Potential to connect multiple devices.
Specific to the design and configuration of GoSilent, it is possible to use it as a Wi-Fi hotspot and protect multiple end user devices (like a mobile phone, laptop and tablet) all at the same time. In the case of software VPNs, each device would need to have a separate VPN client installed. This means less set-up and maintenance overall, and less concern about updating and patching.
Reduced risk of misconfigurations and user error.
Because there is nothing to configure on a GoSilent, there is nothing to misconfigure. It is as simple as plugging the GoSilent Cube into the end user device (or connecting the two over the GoSilent Cube's LAN).
With software, there are usually plenty of settings that can be set incorrectly and far more training a user will need in order to make sure they are using everything correctly. If a user misconfigures the software or does not know how to use it, the risk of unauthorized access to your data increases considerably.
When to use a hardware-based VPN
There are some very clear use cases where a hardware-based VPN is the right choice. Some of those situations include:
- Public Wi-Fi connections: In cases where remote end users need to connect over public Wi-Fi, or may encounter captive portals, a hardware-based solution is far superior to a software VPN due to its ability to completely obfuscate the IP address of the end user device, as well as its ability to isolate the captive portal within the GoSilent sandbox environment.
- Networks with untrusted devices: In cases where end user devices need to connect over networks that will likely have many other untrusted devices on them (think home Wi-Fi networks), the same benefits apply.
- Allowing for partners to connect: When you have third party vendors that need access to your network, a hardware-based solution provides you the peace of mind that their connections will be secure regardless of how they are connecting (including public Wi-Fi), how their device or operating system is configured, and how conscientious they are about updating and patching.

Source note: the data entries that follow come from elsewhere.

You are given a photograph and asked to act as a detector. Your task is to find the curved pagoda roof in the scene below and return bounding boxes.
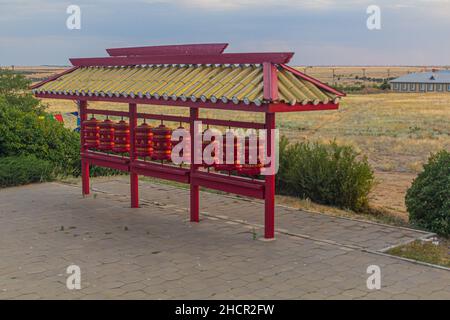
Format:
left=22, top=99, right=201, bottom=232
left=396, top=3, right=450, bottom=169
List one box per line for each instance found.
left=32, top=44, right=344, bottom=108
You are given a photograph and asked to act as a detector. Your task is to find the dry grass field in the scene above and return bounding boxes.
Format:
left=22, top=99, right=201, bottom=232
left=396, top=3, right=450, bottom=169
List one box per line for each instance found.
left=297, top=66, right=447, bottom=86
left=25, top=67, right=450, bottom=221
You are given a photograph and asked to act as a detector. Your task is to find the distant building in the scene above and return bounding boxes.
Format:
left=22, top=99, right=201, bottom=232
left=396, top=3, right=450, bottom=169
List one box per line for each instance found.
left=389, top=70, right=450, bottom=93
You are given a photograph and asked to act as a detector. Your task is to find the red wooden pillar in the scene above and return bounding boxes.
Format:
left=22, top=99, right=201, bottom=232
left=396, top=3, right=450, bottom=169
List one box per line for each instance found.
left=264, top=113, right=275, bottom=239
left=78, top=100, right=90, bottom=195
left=189, top=108, right=200, bottom=222
left=129, top=103, right=139, bottom=208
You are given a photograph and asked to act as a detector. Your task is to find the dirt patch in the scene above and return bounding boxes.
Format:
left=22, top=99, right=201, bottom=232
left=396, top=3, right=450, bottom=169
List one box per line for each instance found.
left=370, top=171, right=416, bottom=221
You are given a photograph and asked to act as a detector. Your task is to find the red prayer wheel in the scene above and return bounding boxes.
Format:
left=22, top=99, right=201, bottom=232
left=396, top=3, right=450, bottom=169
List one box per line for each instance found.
left=98, top=119, right=114, bottom=151
left=152, top=124, right=172, bottom=160
left=202, top=132, right=219, bottom=168
left=173, top=126, right=191, bottom=162
left=113, top=120, right=130, bottom=153
left=83, top=117, right=100, bottom=149
left=214, top=135, right=241, bottom=171
left=135, top=122, right=153, bottom=158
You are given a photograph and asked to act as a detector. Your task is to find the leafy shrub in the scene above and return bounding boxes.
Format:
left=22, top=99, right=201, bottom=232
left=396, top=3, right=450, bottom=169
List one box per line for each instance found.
left=405, top=150, right=450, bottom=236
left=0, top=155, right=54, bottom=188
left=0, top=102, right=80, bottom=176
left=277, top=137, right=374, bottom=211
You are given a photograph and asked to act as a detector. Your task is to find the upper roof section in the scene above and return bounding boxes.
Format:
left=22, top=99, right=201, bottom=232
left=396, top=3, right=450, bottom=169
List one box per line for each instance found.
left=391, top=70, right=450, bottom=83
left=32, top=44, right=344, bottom=106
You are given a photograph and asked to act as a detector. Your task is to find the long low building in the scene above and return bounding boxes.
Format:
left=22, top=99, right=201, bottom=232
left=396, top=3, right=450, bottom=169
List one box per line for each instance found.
left=390, top=70, right=450, bottom=93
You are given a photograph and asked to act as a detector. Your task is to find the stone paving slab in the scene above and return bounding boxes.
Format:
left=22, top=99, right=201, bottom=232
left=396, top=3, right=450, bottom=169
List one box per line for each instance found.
left=0, top=181, right=450, bottom=299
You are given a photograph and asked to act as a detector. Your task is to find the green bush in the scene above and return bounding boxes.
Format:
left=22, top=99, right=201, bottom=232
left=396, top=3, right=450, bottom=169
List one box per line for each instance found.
left=276, top=137, right=374, bottom=211
left=405, top=151, right=450, bottom=236
left=0, top=101, right=80, bottom=176
left=0, top=155, right=54, bottom=188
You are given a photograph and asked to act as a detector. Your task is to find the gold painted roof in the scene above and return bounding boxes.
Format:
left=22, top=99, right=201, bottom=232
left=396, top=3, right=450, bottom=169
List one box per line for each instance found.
left=33, top=65, right=339, bottom=105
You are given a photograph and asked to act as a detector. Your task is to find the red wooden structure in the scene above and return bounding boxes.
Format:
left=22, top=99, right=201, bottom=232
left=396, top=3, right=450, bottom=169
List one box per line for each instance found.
left=32, top=44, right=344, bottom=239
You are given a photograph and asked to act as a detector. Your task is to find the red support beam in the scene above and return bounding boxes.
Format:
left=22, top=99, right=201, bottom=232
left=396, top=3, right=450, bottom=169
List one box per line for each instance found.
left=129, top=103, right=139, bottom=208
left=191, top=171, right=265, bottom=199
left=137, top=113, right=191, bottom=123
left=81, top=150, right=130, bottom=172
left=106, top=43, right=228, bottom=57
left=264, top=113, right=275, bottom=239
left=78, top=100, right=90, bottom=195
left=35, top=93, right=267, bottom=112
left=30, top=67, right=79, bottom=90
left=190, top=108, right=200, bottom=222
left=70, top=52, right=294, bottom=67
left=267, top=102, right=339, bottom=113
left=198, top=118, right=265, bottom=129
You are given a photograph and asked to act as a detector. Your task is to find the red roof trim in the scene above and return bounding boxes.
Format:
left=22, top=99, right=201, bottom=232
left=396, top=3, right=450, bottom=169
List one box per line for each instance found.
left=70, top=52, right=294, bottom=67
left=106, top=43, right=228, bottom=57
left=280, top=64, right=346, bottom=97
left=30, top=67, right=79, bottom=90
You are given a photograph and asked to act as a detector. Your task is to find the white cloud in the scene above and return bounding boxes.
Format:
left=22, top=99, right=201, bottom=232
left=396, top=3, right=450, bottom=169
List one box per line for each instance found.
left=140, top=0, right=450, bottom=10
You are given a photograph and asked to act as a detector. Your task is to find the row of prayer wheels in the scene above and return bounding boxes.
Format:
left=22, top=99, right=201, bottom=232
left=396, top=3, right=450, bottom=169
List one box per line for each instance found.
left=83, top=117, right=264, bottom=176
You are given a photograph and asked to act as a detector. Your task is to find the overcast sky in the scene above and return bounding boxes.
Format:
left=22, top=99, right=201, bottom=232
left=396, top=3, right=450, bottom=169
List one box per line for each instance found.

- Large professional services or contracting firms: For professional services firms, consultants may need to have VPN capabilities into multiple different clients. Software-based solutions require you to have separate VPN clients set up for each of these. By contrast, hardware simplifies the ability to connect from a single end user device to multiple, unique central networks.
There are also a few cases where you would actually need to combine both hardware and software-based VPNs. These include:
- CSfC approved applications: CSfC requires the use of both a hardware and software-based VPN for multiple layers of security. This is commonly found in government remote work applications.
- IP obfuscation: If you want to hide the physical location of both the end user device and the network they are connecting to, then a combination hardware and software solution will allow for that.
After learning more about the benefits of hardware-based VPNs, you may be wondering what it would take to migrate from your current solution (if you already have one in place) to a hardware VPN solution.
We recommend looking to your next IT refresh cycle, and really considering the needs you have from your VPN solution, how your staff will be connecting, and how to ensure the level of security your organization needs.
You will find that there are a few things you might gain or consider during the process:
- A hardware-based solution may open up the possibility of bringing your own device (BYOD) for your organization when it might not have been considered in the past.
- Your IT team will be benefited from a reduction in management, patching and upkeep of a hardware-based solution.
- You can achieve a stronger security posture than what you’ve had in the past if you are looking to improve in that area.
Hardware undeservedly gets a bad rap. Think of it like duct tape or WD40 -- they may have been around for a long time, but that's because they are incredibly useful for a wide variety of situations, and that's why everyone has them.